Sivapanthera Temporal range: Pliocene-Pleistocene PreꞒ Ꞓ O S D C P T J K Pg N

Scientific classification
- Kingdom: Animalia
- Phylum: Chordata
- Class: Mammalia
- Order: Carnivora
- Family: Felidae
- Subfamily: Felinae
- Genus: †Sivapanthera Kretzoi, 1929
- Type species: Sivapanthera brachygnathus (Lydekker, 1884)
- Other Species: Sivapanthera potens (Pilgrim, 1932); Sivapanthera linxiaensis Qiu et al., 2004;
- Synonyms: Genus synonymy Abacinonyx Kretzoi, 1929b ; Sivafelis Pilgrim, 1932 ; Synonyms of S. potens Sivafelis potens Pilgrim, 1932 ; Synonyms of S. brachygnathus Felis (?Cynaelurus) brachygnatha Lydekker, 1884 ; Cynaeulurus brachygnathus sensu Pilgrim, 1910 ; Felis brachygnatha sensu Matthew, 1929 ; Acinonyx brachygnathus sensu Kretzoi, 1929a ; Acinonyx lydekkeri Kretzoi, 1929a ; Abacinonyx brachygnathus sensu Kretzoi, 1929b ; Sivafelis brachygnathus sensu Pilgrim, 1932 ;

= Sivapanthera =

Extinct genus of felid

Sivapanthera is a prehistoric genus of felid described by Kretzoi in 1929. Species of Sivapanthera are closely related to the modern cheetah but differ from modern cheetahs by having relatively longer brain cases, flatter foreheads, narrower nostrils and larger teeth. In many ways, skulls of Sivapanthera show similarity to those of the puma, or even those of Panthera.

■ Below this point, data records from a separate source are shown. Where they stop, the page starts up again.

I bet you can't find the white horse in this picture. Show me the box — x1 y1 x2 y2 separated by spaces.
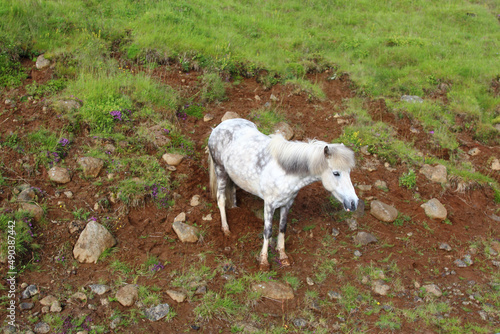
208 118 358 270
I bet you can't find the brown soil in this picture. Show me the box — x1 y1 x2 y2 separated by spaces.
0 62 500 333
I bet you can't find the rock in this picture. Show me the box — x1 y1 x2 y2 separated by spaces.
420 198 448 221
33 322 50 334
21 203 44 222
73 221 116 263
353 232 378 246
162 153 184 166
17 187 36 202
419 164 448 183
252 281 294 300
144 304 170 321
375 180 389 191
370 201 398 223
221 111 241 122
50 300 62 313
35 55 50 70
52 100 82 113
372 280 390 296
172 222 200 242
174 212 186 223
467 147 481 156
274 122 295 140
115 284 139 307
422 284 443 297
19 302 35 311
40 295 57 306
189 195 200 207
166 290 187 303
48 166 71 184
439 242 451 252
346 218 358 231
89 284 111 296
78 157 104 178
491 158 500 170
21 284 40 299
401 95 424 103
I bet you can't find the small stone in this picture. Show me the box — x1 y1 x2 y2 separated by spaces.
21 284 40 299
252 281 294 300
78 157 104 178
422 284 443 297
189 195 200 207
174 212 186 223
144 304 170 321
172 222 200 242
370 201 398 223
346 218 358 231
353 232 378 246
166 290 187 303
439 242 451 252
162 153 184 166
115 284 139 307
89 284 111 296
467 147 481 156
33 322 50 334
372 280 390 296
420 198 448 221
221 111 241 122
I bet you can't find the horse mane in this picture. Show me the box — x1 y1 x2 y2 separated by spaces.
268 135 355 175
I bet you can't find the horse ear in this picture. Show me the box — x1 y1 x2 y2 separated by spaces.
324 145 332 158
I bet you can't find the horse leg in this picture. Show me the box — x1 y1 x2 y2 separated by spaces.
259 202 274 271
276 200 293 267
215 166 231 237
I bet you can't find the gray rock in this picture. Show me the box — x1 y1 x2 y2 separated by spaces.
439 242 451 252
48 166 71 184
33 322 50 334
372 280 390 296
144 304 170 321
252 281 294 300
162 153 184 166
172 222 200 242
221 111 241 122
19 302 35 311
35 55 50 70
115 284 139 307
274 122 295 140
420 198 448 221
78 157 104 178
89 284 111 296
401 95 424 103
422 284 443 297
353 232 378 246
419 164 448 183
73 221 116 263
21 284 40 299
370 201 398 223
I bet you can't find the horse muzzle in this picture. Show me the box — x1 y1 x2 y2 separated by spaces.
344 198 358 211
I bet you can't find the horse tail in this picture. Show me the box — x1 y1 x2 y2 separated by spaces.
208 150 217 199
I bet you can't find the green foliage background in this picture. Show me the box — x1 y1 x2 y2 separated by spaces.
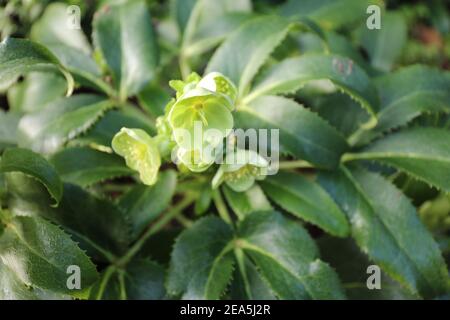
0 0 450 299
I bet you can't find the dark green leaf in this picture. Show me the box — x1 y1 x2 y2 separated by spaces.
6 173 130 261
280 0 383 29
0 110 20 151
237 212 345 299
0 217 97 295
50 147 134 187
0 148 63 204
206 16 291 96
260 171 349 237
320 167 448 297
235 96 347 168
19 94 114 153
167 217 234 299
71 109 155 152
30 3 91 54
0 38 73 95
343 128 450 191
7 72 66 113
89 259 165 300
244 54 379 127
118 170 177 237
222 184 272 219
93 0 158 100
359 12 408 71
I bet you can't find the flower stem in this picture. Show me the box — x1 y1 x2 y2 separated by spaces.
212 189 233 225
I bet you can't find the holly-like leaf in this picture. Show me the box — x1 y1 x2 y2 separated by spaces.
260 171 349 237
244 54 379 127
237 212 345 299
206 16 290 95
358 12 408 71
7 72 66 113
0 38 74 95
235 96 348 168
93 0 158 100
0 110 20 151
0 217 97 295
320 167 449 297
50 147 133 187
0 148 63 205
343 128 450 191
19 94 115 153
111 128 161 185
361 65 450 141
280 0 383 29
89 259 166 300
167 217 234 299
222 184 272 219
118 170 177 237
6 173 130 261
69 109 156 151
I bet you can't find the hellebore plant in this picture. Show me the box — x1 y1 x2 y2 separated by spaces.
0 0 450 300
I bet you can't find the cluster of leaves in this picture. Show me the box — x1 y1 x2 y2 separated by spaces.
0 0 450 299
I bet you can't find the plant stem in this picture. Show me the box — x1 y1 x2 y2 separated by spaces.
116 195 194 266
278 160 314 169
212 189 233 225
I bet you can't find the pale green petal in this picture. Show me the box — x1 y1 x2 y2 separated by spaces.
112 128 161 185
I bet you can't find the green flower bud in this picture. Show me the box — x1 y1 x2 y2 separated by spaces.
197 72 237 110
112 128 161 185
167 88 233 150
169 72 202 99
212 149 269 192
177 148 215 172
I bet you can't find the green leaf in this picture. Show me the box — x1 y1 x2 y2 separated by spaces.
358 12 408 71
316 236 418 300
280 0 383 29
235 96 348 168
260 171 350 237
320 167 449 297
0 148 63 205
244 54 379 127
7 72 66 113
89 259 165 300
0 217 97 295
343 128 450 191
222 184 272 219
111 128 161 185
0 38 74 95
118 170 177 238
237 212 345 299
30 3 107 95
167 217 234 299
6 173 130 261
70 109 155 152
367 65 450 138
230 257 276 300
30 3 92 54
138 86 171 118
19 94 114 153
205 16 291 95
93 0 158 100
50 147 133 187
0 110 20 151
184 10 255 57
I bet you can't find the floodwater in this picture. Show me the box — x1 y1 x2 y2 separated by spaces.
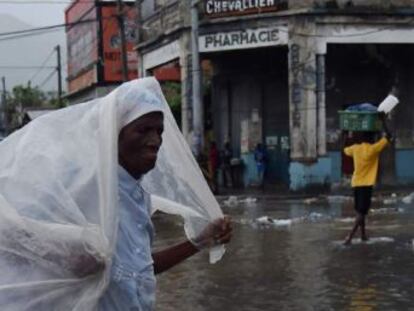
155 201 414 311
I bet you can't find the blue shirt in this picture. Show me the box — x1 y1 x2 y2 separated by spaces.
99 166 155 311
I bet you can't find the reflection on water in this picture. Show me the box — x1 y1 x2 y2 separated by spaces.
155 201 414 311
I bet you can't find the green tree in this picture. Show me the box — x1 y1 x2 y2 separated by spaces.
4 85 67 132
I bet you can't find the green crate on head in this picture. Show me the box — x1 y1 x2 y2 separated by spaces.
338 111 382 132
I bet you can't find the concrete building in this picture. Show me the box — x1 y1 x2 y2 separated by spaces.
137 0 414 190
65 0 138 104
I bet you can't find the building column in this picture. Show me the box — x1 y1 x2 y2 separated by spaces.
289 18 318 162
316 54 326 156
289 17 331 190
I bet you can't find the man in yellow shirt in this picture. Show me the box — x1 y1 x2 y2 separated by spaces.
344 114 391 245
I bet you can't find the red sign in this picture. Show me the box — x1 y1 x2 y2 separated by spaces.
101 5 138 82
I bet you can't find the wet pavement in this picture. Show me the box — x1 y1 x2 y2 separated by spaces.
154 200 414 311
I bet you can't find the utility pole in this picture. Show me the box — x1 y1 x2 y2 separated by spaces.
117 0 128 82
191 0 204 157
0 77 7 135
55 45 62 107
135 0 145 78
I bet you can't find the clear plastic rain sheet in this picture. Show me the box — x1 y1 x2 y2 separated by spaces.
0 78 224 311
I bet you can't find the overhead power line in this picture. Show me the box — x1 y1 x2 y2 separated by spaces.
0 65 55 70
0 0 95 4
39 70 56 88
0 18 98 37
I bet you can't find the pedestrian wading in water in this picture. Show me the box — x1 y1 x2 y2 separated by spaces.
344 113 392 245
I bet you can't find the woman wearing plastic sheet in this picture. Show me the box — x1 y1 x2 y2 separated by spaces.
0 78 231 311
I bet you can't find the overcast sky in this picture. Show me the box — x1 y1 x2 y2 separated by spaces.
0 0 70 91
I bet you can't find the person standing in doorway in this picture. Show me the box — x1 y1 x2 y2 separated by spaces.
221 142 233 187
344 114 392 245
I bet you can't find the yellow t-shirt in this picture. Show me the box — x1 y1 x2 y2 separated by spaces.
344 137 388 187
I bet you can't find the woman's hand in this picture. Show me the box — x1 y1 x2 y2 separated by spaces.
191 216 233 250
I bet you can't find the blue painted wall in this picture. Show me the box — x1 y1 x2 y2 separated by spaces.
241 149 414 190
241 153 258 187
289 157 332 190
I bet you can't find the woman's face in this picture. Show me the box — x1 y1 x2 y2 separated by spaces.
118 112 164 178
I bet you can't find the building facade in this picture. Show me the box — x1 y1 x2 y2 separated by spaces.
137 0 414 190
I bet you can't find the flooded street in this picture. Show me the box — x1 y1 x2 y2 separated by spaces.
154 201 414 311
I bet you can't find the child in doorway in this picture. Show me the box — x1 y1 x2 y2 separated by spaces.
344 113 392 245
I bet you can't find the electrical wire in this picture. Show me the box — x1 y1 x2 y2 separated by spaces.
28 49 55 82
0 65 55 70
0 0 95 4
39 70 56 88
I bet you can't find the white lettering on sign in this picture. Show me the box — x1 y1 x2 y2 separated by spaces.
205 0 287 15
199 27 288 52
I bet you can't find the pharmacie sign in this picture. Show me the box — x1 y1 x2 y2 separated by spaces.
204 0 288 17
199 26 288 52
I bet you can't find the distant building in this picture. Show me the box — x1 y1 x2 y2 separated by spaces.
137 0 414 190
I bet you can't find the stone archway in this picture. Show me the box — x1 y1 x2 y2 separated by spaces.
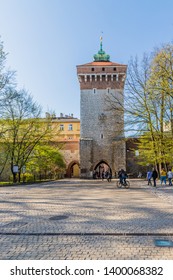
66 160 80 178
93 159 112 179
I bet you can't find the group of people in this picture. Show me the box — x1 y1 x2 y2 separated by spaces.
93 169 112 182
118 169 128 184
147 168 173 187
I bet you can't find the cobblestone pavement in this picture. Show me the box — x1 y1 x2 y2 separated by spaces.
0 179 173 260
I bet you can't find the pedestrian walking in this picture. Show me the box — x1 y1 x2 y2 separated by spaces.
167 168 173 186
147 170 153 186
152 168 158 187
160 168 166 185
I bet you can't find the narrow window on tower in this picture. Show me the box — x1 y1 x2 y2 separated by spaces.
59 124 64 130
68 124 73 130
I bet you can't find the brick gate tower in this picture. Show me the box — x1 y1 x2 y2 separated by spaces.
77 38 127 178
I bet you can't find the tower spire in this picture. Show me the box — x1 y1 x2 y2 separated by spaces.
94 36 110 61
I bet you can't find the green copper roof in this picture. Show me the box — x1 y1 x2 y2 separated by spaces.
94 37 110 61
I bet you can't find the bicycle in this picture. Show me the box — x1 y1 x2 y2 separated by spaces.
117 180 130 189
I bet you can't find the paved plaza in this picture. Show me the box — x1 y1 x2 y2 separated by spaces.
0 179 173 260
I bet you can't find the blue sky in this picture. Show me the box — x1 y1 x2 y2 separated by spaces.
0 0 173 117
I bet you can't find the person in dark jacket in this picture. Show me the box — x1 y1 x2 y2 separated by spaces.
152 168 158 187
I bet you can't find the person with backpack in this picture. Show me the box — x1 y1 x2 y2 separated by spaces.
147 170 153 186
152 168 158 187
167 169 173 186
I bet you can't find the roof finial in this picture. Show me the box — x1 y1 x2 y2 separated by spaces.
94 32 110 61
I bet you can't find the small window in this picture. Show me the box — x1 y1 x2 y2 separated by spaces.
68 124 73 130
59 124 64 130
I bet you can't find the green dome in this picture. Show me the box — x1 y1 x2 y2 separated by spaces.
94 38 110 61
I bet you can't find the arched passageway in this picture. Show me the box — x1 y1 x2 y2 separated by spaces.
66 161 80 178
93 160 112 179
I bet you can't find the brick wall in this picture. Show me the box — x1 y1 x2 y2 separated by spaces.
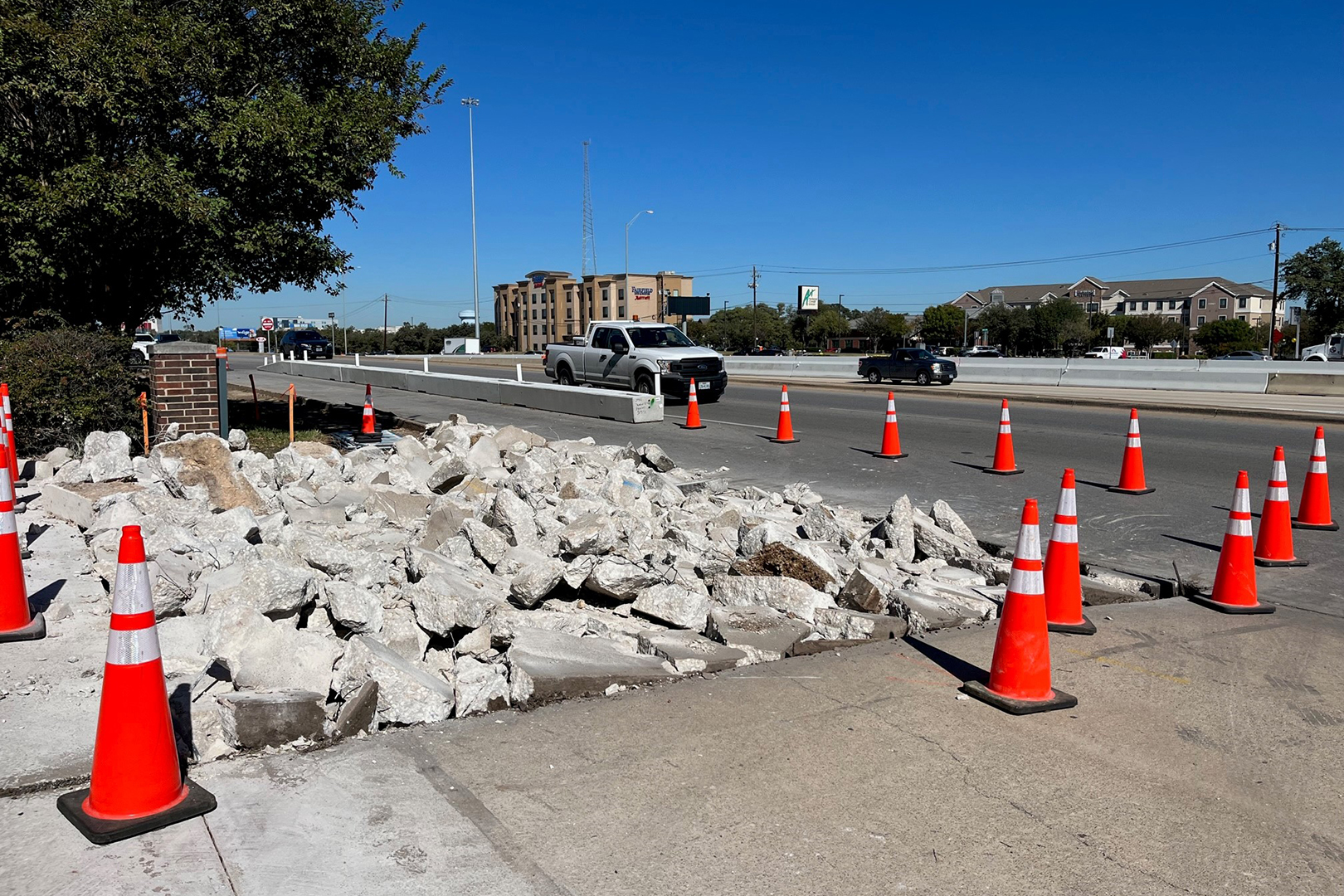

Scholars differ on the validity of this genus, while some think that it should be treated as a distinct genus, others think that its members should be treated as members of the Acinonyx genus, or even as subspecies of Acinonyx pardinensis.

==History of taxonomy==
In 1884, Lydekker described two rami from the Pinjor Formation as Felis (?Cynaelurus) brachygnatha. Later, in 1925, Zdansky described Cynailurus pleistocaenicus based on fossils from Shansi, China.

In 1929, Hungarian palaeontologist Miklos Kretzoi described several new genera and species: in one paper he re-assigned Felis (Cynaelurus) brachygnatha as Acinonyx brachygnathus, re-described one of its two referred specimens as the new genus and species Sivapanthera lydekkeri; then in a second paper, he described the genus Abacinonyx for Cynailurus pleistocaenicus (the type species) and Felis (Cynaelurus) brachygnathus.

Also in 1929, American paleontologist W. D. Matthews made a review of Siwalik mammals in which he considered Cynailurus pleistoceanicus a junior synonym of Felis brachygnatha, which was also very similar to Felis arvernensis.

Guy Ellcock Pilgrim, in 1932, described a new genus Sivafelis, with the new species Sivafelis potens as the type species and including Felis (?Cynaelurus) brachygnatha (=Sivafelis brachygnathus, and including Sivapanthera lydekkeri as a synonym) and Cynailurus pleistocaenicus (=Sivafelis pleistocaenicus). He admitted that both Abacinonyx and Sivapanthera were older, but stated that the confusion around the type species- Sivapanthera was the senior-most name but its type species was a junior synonym of Abacinonyx type- compelled him to name a new genus. Colbert Edwin, in his review of Siwalik mammals, followed Pilgrim's assignment of Sivafelis brachygnathus and Sivafelis potens. But Simpson in 1945 noted that Sivapanthera was the senior and thus correct name for the genus, rendering Sivafelis and Abacinonyx junior synonyms.

A fourth species, Sivapanthera linxiaensis from Early Pleistocene deposits in China's Dongxiang Autonomous County, was described in 2004.

The status of Sivapanthera species is unresolved, with some researchers considering them all junior synonyms of Acinonyx pardinensis, subspecies of A. pardinensis, species in the genus Acinonyx, or belonging to the genus Sivapanthera is various states of synonymy with each other. One paper has suggested in passing that S. potens is a synonym of S. brachygnathus, while another paper stated that "S." potens was unlikely to belong to the same genus and was, in fact, more similar to Panthera uncia and Panthera onca. In 2024, S. pleistocaenicus was reclassified as a new species of Acinonyx.